The book makes this complex topic tangible and discussable. From my point of view: 5 stars plus!

Available at:

Worldwide research on the relevance of Ego Development

The model of ego development has been researched worldwide in hundreds of empirical studies and confirmed time and again. Publications on these research results can be found in almost all well-known scientific journals.

The level of Ego Development is one of the most central aspects of a human being. This part of your personality influences how you think, feel and, most importantly, act. Whether as a mother, spouse, coach, consultant, HR manager, in management or as CEO.

Manners & Durkin, Journal of Personality Assessment, 77(3), 2001

„… the research conducted in the 20 years since the last review (Loevinger, 1979) has provided further support for the conceptual soundness of ego development theory.”

Bushe & Gibbs, Journal of Applied behavioural science, 26 (3), 1990

„The findings of this study further support a small but growing trend in applied behavioral science toward seriously considerung the notion of adult development when trying to understand and plan for training and development interventions into human systems.

We conclude that a certain level of ego development is necessary to use organisational development behaviors and techniques competently.”

Cook-Greuter, Industrial and Commercial Training, 36 (7), 2004

„… the level of development of the managers, consultants and coaches constrains what they can see and understand and how effective they are in their efforts to help others develop and mature … Generally, postconventional leaders will be in a better position to guide their organizations to successfully change and adapt in complex environments and through turbulent times than conventional leaders.”

Rooke & Torbert, Organization Development Journal, 16 (1), 1998

„… the ego development stage of the CEO and of his or her most trusted advisors is a critical variable influencing the likelihood of successful progressive organizational transformation.”

Bauer & McAdams, Developmental Psychology, 46 (4), 2010

„Higher levels of ED [ego development] involve greater capacities for perspective taking, less defensiveness, and other qualities of psychosocial maturity …

ED levels appear to remain relatively stable throughout much of adulthood (Cohn, 1998).
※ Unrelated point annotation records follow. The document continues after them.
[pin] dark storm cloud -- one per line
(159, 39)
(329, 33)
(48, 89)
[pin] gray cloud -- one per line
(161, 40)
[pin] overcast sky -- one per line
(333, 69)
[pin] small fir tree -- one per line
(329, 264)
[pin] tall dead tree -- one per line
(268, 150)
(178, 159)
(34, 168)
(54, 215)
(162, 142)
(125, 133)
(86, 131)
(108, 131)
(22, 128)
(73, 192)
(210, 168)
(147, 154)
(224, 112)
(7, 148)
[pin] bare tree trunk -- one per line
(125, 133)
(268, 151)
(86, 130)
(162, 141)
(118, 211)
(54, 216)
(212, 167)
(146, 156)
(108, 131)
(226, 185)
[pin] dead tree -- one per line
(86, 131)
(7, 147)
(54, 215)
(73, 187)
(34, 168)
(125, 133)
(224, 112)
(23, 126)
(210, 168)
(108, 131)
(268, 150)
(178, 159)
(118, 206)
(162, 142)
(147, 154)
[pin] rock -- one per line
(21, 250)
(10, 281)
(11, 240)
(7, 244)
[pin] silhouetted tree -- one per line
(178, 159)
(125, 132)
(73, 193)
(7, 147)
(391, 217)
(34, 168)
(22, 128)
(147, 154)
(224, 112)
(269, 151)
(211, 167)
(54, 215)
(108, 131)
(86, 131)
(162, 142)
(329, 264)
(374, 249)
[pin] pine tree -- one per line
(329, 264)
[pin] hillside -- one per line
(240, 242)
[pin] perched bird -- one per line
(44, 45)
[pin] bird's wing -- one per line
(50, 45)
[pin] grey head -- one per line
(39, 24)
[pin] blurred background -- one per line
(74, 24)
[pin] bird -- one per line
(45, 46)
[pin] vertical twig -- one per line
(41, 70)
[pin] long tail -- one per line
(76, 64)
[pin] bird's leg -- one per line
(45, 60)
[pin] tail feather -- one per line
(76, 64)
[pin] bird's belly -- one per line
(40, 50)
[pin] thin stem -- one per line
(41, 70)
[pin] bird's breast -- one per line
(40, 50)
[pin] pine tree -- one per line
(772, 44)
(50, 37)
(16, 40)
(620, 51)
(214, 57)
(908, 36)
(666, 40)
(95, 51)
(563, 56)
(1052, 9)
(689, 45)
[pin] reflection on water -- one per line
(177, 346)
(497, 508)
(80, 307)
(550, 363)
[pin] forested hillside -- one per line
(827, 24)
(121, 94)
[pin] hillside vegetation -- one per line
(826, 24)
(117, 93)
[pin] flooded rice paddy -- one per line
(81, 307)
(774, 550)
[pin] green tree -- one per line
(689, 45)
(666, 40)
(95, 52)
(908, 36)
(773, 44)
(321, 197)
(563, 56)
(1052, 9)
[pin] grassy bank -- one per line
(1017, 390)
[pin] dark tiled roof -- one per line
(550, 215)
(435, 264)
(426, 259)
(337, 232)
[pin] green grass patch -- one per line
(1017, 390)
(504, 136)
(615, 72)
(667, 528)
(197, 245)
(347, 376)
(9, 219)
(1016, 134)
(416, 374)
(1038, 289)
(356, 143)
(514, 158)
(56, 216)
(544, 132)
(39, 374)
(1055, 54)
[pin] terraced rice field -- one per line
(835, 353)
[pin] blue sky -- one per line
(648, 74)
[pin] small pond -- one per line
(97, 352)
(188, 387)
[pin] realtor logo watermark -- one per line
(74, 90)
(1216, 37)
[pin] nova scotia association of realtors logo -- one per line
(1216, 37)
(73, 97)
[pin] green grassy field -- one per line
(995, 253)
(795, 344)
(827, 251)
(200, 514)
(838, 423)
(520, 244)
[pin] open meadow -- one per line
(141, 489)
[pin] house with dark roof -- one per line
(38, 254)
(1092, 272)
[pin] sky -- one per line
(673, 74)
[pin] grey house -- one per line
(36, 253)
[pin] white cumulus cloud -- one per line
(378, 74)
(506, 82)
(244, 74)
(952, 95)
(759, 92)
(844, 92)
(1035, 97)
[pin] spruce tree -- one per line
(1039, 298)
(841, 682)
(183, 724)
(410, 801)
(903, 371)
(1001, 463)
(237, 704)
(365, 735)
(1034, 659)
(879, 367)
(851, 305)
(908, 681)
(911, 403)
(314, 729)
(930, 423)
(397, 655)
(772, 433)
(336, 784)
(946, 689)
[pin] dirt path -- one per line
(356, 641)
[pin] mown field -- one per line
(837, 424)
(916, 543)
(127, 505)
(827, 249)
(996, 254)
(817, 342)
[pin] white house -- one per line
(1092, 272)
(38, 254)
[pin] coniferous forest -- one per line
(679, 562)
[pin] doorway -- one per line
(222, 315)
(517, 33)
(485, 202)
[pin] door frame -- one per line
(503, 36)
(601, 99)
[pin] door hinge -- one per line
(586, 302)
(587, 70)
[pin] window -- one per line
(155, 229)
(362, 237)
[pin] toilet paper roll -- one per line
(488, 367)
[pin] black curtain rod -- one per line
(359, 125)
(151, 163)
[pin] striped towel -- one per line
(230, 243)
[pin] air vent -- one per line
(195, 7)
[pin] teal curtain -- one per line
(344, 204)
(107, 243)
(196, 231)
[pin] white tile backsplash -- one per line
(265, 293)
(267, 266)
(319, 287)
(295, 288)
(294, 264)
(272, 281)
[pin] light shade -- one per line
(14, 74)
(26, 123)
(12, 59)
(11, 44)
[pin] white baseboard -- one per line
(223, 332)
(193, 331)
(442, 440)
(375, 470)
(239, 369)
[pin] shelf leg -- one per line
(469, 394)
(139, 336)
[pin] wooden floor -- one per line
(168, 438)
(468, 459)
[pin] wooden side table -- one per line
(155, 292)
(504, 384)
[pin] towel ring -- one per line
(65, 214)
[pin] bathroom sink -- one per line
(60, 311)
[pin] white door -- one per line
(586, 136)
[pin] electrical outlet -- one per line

So it seems that emerging adulthood (Arnett, 2000) serves as the last period in which substantial gains in ED are expectable — that after this point, society leaves individuals more or less on their own to cultivate more complex, integrative understandings of their psychosocial lives.”

Rooke & Torbert, Harvard Business Review, 4, 2005

„The leader´s voyage is not an easy one. Some people change little in their lifetimes; some change subbstantially. Despite the undeniably crucial role of genetics, human nature is not fixed.

Those who are willing to work at developing themselves and becoming more self-aware can almost certainly evolve over time into truly transformational leaders …

Corporations that help their executives and leadership teams examine their action logics can reap rich rewards.”

Heaton, Graff & Alexander, Journal of Managerial Psychology, 11 (4), 1996

„Actualizing higher development has positive implications for the performance of the individual and the organization. Therefore procedures which systematically cultivate human maturation can unfold performance potential.”